According to the campaign group the High Pay Centre, at around 11:30am today (Monday 6 January), the chief executives of some of the biggest companies will have made the equivalent of the UK’s median yearly salary of £37,430, taking them just 29 hours to do so, if they resumed work on the first working day after the new year.
The study suggests they will have had a median hourly pay of £1,298.46 – almost £22 per minute.
The milestone has been reached marginally quicker than last year when the UK median annual salary was reached by FTSE 100 bosses at 1pm on the third working day of the year.
High Pay Centre’s annual study aims to highlight the disparity in the pay for bosses and staff, as the level of pay for bosses hit record levels. While the pay for workers rose by 7 per cent last year, the pay for CEOs also rose 2.5 per cent, on average. The disparity has prompted calls for action.
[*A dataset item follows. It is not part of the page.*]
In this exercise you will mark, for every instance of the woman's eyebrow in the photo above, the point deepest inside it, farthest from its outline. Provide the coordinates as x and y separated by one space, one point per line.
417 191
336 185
Paul Nowak, general secretary of the union group Trades Union Congress, said: “Every working person plays a part in producing Britain’s wealth. But while millions of low-paid workers are still feeling the effects of the cost of living crisis, people at the top are taking more than their fair share.”
Some of the highest-earning FTSE 100 CEOs in recent years include AstraZeneca’s Pascal Soriot, who received £18.7m in 2024. Elsewhere, the CEO of RelX, Erik Engstrom, and the CEO of Rolls-Royce, Tufan Erginbilgiç, both received £13.6m.
“A feeling that the economy works for the enrichment of a tiny elite at the expense of wider society is an underrated cause of populist anger and support for extremist politics,” Luke Hildyard, director of the High Pay Centre, argued.
“Policymakers who fail to address this inequality are storing up some big problems for the future.”